Was passiert bei Konten die vorher mit Courier gelaufen sind und z.B: als IMAP im Outlook oder Webmail eingebunden sind.
"Verschieben" sich dann die Ordner oder ändert sich die Darstellung?
(Hab auch noch nicht geschaut, wie es auf Dateiebene überhaupt aussieht.)


----------



## funsurfer (25. März 2011)

In der Standardkonfiguration ändert sich die Ordnerstruktur am Server:

Courier:

domain
    user1
         .INBOX
         .TRASH
         .......
    user2
         .......

Dovecot:

domain
     user1
         Maildir
            .INBOX
            ......
     user2
         Maildir
            .INBOX


Ich denke dass die CLients das ohne probleme schlucken.
Zumindest hatte ich bei meinen Migrationen keine Kundenbeschwerden.
Ich bin halt danach nochmal im Webmailer alles durchgegangen, obs passt.


LG


----------



## Till (25. März 2011)

Wenn Du von Courier zu Dovecot oder anders herum wechselst, dann musst Du die Ordner welche die Emaildateien enthalten umkopieren, da die Ordnerstruktur eine andere ist. Wie Funsurfer bereits erläutert hat. Das es bei Funsurfer ohne kopieren geklappt hat, liegt vermutlich daran das seine User alle pop3 nutzen und nicht imap, denn bei imap Nutzung wären alle Emails weg bzw. unsichtbar gewesen.

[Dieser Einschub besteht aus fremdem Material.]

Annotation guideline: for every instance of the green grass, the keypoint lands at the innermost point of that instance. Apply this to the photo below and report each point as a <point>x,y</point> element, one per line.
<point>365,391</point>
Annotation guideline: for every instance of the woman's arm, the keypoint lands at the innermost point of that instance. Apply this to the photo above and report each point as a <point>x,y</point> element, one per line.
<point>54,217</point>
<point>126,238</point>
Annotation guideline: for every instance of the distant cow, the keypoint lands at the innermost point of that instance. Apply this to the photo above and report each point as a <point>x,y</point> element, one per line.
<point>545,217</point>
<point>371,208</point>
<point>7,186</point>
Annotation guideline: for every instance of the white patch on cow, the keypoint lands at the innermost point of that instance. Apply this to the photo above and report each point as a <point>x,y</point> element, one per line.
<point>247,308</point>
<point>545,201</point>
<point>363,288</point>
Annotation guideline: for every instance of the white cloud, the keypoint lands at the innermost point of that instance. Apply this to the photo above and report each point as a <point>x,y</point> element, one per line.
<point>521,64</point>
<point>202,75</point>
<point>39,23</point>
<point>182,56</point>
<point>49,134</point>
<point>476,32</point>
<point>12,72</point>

Das Emailverzeichnis bei courier ist:

/var/vmail/domain.de/user/

während es bei Dovecot ist:

/var/vmail/domain.de/user/Maildir/


----------



## hahni (25. März 2011)

Hallo zusammen,

mit beiden Systemen funktioniert doch ein Workaround, mit dem man sich mit der Mail-Adresse authentifizieren kann statt dem Benutzer.

Ich habe mir das einmal angesehen (im englischsprachigen Forum) und leider hat dies bei mir nicht wunschgemäß funktioniert .

Viele Grüße

Hahni


----------



## Till (25. März 2011)

Ich glaube Du verwechslet da etwas. Es geht in diesem Thread um ispconfig 3 nicht 2. Bei ISPConfig 3 kann man sich ausschließlich mit der vollen Emailadresse authentifizieren. Das liegt daran das hier virtuelle User, also Konten in der mysql datenbank, verwendet werden und nicht Linux System User.


----------



## hahni (25. März 2011)

Ich hatte aber von 2006 einen Beitrag gefunden, wo man das auch für ISPConfig 2 umschreiben kann.

Das ist ein Script, welches über einen Cron-Job aufgerufen wird und arbeitet mit courier zusammen. Nur leider wird die Benutzer-DB nicht befüllt.


----------



## Till (25. März 2011)

Dann poste Fragen dazu bitte in diesem anderen Thread, auf den Du Dich beziehst. Denn mit der hier diskutierten Fragestellung, ob man bei einem neuen ISPConfig 3 setup lieber auf dovecot oder postfix setzen sollte, hat das nichts zu tun.

Außerdem ist das script auf das Du Dich beziehst technisch auch etwas ganz anderes. Es ist ein workaround mit einer Art Aliasdatei und kein virtuelles postfix user setup.


----------



## mare (25. März 2011)

Danke für die Infos.


----------



## hahni (25. März 2011)

Hallo Till,

das habe ich gemacht:
http://www.howtoforge.com/forums/showthread.php?p=253993#post253993

Vielleicht magst du auch einmal drüber schauen? Dann hätten wir nämlich auch ein funktionierendes Skript für Ubuntu 8.04LTS und 10.04LTS.

Das Parsing funktionierte nämlich vorher nicht. Nun schon. Jedoch scheint noch ein kleiner Fehler in der userdb zu sein.

Viele Grüße

Hahni


----------